It was Alec who moved first, pushing Jace ahead of him, making him walk. They were partway to the doors when she realized that her wrist was hurting—stinging as if it had been burned. Looking down, she expected to see a mark on her wrist, where Sebastian had gripped her, but there was nothing there. Just a smear of blood on her sleeve where she had touched the cut on his face. Frowning, with her wrist still stinging, she drew her sleeve down and hurried to catch up with the others.
12
DE PROFUNDIS
Simon’s hands were black with blood.
He had tried yanking the bars out of the window and the cell door, but touching any of them for very long seared bleeding score marks into his palms. Eventually he collapsed, gasping, on the floor, and stared numbly at his hands as the injuries swiftly healed, the lesions closing up and the blackened skin flaking away like in a video on fast-forward.
On the other side of the cell wall, Samuel was praying. “If, when evil cometh upon us, as the sword, judgment, or pestilence, or famine, we stand before this house, and in thy presence, and cry unto thee in our affliction, then thou wilt hear and help—”
Simon knew he couldn’t pray. He’d tried it before, and the name of God burned his mouth and choked his throat. He won dered why he could think the words but not say them. And why he could stand in the noonday sun and not die but he couldn’t say his last prayers.

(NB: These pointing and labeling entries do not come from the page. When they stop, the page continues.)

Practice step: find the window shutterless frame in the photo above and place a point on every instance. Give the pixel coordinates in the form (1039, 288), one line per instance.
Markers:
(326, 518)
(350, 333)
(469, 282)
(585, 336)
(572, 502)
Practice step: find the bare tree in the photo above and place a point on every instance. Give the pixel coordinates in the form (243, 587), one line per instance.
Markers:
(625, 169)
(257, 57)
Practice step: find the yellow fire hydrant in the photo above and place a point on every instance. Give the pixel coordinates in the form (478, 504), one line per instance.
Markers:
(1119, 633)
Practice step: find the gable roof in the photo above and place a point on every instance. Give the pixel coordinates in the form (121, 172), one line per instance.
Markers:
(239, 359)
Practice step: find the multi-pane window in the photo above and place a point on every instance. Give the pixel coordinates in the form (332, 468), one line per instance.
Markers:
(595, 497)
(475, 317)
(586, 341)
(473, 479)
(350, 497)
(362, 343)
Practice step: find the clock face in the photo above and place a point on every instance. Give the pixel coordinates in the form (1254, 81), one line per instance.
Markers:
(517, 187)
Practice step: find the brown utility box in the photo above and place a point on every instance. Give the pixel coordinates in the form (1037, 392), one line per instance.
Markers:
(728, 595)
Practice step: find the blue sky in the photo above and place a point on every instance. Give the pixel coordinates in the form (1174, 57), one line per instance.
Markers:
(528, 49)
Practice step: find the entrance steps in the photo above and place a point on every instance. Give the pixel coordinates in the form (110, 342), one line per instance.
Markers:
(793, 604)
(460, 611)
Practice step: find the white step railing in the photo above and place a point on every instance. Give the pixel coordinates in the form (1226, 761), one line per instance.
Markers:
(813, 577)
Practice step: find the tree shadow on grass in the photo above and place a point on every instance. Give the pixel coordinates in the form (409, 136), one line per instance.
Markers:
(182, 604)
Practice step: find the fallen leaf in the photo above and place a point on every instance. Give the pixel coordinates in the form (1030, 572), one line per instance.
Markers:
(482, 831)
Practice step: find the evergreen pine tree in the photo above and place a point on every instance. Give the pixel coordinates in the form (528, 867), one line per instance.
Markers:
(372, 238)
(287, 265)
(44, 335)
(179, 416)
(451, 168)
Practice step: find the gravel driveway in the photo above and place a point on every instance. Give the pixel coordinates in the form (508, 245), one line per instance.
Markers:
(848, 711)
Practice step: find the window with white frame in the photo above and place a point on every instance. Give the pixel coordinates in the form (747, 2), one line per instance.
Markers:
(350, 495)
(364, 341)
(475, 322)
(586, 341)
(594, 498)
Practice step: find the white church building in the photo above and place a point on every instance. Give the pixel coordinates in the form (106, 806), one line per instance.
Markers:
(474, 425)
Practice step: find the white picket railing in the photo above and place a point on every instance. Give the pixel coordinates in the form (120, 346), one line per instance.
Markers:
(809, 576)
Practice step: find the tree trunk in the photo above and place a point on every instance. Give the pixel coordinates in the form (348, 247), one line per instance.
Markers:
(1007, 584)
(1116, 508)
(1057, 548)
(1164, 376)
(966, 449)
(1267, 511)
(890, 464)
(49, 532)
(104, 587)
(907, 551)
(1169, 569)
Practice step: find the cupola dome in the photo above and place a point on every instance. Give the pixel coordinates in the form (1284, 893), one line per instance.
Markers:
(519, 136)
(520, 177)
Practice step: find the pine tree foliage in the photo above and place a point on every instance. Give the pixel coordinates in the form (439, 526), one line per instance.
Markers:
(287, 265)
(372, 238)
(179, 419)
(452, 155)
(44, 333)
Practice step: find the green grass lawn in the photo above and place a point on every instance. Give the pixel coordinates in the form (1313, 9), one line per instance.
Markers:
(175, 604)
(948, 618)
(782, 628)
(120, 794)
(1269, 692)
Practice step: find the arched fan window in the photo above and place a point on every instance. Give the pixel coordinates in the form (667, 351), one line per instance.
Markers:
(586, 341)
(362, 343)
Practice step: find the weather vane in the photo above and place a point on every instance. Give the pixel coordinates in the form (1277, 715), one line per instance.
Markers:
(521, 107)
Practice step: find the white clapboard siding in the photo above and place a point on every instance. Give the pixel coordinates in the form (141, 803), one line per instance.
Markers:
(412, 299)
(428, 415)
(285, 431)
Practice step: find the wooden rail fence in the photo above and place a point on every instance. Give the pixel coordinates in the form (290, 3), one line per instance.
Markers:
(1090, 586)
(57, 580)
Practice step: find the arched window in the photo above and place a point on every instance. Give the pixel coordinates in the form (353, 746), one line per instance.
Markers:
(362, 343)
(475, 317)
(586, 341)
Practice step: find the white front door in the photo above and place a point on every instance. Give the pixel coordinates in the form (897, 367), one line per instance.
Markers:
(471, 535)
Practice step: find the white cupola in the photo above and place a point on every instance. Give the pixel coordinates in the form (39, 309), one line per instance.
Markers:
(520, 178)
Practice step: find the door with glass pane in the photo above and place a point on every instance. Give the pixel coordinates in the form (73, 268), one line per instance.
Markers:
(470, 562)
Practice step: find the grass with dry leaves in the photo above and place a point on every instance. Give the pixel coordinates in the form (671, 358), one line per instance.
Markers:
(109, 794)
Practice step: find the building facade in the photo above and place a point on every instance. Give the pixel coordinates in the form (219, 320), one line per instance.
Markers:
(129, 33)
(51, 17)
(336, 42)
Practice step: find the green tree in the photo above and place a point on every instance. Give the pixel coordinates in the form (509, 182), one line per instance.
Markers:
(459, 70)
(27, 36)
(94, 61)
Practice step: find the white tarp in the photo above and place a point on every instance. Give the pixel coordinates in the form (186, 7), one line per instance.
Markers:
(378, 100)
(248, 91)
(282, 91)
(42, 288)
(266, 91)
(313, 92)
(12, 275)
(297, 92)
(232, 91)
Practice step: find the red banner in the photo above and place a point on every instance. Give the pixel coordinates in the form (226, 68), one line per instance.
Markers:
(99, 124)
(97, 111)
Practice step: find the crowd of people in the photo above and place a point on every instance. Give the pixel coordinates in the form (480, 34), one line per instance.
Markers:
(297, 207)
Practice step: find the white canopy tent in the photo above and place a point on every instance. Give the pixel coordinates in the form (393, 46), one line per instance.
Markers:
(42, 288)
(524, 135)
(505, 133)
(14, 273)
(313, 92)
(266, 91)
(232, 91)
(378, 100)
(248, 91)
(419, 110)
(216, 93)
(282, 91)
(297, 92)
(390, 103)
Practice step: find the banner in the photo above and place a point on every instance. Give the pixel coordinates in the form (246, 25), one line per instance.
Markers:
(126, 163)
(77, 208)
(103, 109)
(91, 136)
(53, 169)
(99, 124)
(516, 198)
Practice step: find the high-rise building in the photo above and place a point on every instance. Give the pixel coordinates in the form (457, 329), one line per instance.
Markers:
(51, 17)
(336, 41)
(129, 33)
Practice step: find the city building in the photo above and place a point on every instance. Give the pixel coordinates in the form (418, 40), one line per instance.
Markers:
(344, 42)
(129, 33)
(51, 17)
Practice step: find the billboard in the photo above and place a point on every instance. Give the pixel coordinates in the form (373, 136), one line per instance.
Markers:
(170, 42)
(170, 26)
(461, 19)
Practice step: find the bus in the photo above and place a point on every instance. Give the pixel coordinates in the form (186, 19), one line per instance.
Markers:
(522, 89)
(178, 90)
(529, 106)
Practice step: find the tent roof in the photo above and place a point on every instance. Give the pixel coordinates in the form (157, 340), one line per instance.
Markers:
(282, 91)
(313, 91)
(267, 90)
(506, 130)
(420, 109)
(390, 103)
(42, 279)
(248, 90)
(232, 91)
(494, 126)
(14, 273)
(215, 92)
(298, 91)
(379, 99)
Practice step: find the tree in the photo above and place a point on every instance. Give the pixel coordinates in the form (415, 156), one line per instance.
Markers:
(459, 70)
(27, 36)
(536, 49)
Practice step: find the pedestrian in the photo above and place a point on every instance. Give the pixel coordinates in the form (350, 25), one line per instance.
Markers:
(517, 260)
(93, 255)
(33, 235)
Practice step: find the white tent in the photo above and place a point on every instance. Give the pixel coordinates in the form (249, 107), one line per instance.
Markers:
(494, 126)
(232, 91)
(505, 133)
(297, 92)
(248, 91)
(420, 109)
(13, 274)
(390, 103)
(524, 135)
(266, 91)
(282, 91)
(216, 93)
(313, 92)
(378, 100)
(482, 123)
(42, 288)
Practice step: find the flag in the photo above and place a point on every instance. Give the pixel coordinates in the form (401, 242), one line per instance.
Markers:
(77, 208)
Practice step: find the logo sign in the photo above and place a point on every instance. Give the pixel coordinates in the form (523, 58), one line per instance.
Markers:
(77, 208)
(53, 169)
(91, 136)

Smoke had begun to drift down the corridor like a purposeful ghost. He could smell burning and hear the crackle of fire spreading out of control, but he felt oddly detached, far from everything. It was strange to become a vampire, to be presented with what could only be described as an eternal life, and then to die anyway when you were sixteen.
“Simon!” The voice was faint, but his hearing caught it over the pop and crackle of growing flames. The smoke in the corridor had presaged heat; the heat was here now, pressing against him like an oppressive wall. “Simon!”
The voice was Clary’s. He would know it anywhere. He wondered if his mind was conjuring it up now, a sense memory of what he’d most loved during life to carry him through the process of death.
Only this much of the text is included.